Les Blues demolished South Africa 3-0 in their opening game in Marseille and again the pair decided to keep the trend going right the way through the tournament, on the pitch before every single game.

As France went unbeaten through the group stage and the knockouts, Barthez’s head would scarcely   be dry through June and July.

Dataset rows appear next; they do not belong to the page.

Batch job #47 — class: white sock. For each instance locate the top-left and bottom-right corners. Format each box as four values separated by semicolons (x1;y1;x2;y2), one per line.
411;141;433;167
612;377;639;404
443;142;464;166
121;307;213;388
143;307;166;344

The ritual kiss created some iconic imagery throughout the tournament and beyond, if not appearing a little condescending to their maverick goalkeeper.

They would then continue for every international game they played together and yet again worked its magic as France went onto win Euro 2000, the final being Laurent Blanc’s final game as a player (he later went onto manage the national team.)


Pepe Reina - Liverpool

The second Liverpool ‘keeper in this list and the new arrival at Aston Villa, who admitted to some very random superstitions from his time in Merseyside.

The night before a game his diet would be very strict, but not exactly what would spring to mind to that of an elite sportsman.

World Cup, European Championship and FA Cup winner, Reina would not be able to sleep unless he had a cheese toastie and a glass of wine on the eve of game-day.

Strangest of all however, was his obsession with having a full tank of petrol the day of the match, regardless of whether the fuel would be sufficient for his trip to Anfield.

Reina said himself on the matter: “I get there, open the petrol cap and begin to refuel. I am only at the pump for 20 seconds or so and the tank is full, so I go in to pay. The cashier gives me a bit of a funny look. To be fair, I cannot blame him.”

Whether he has carried on these peculiar habits at Villa Park is yet to be known. If so, they don’t seem to be working.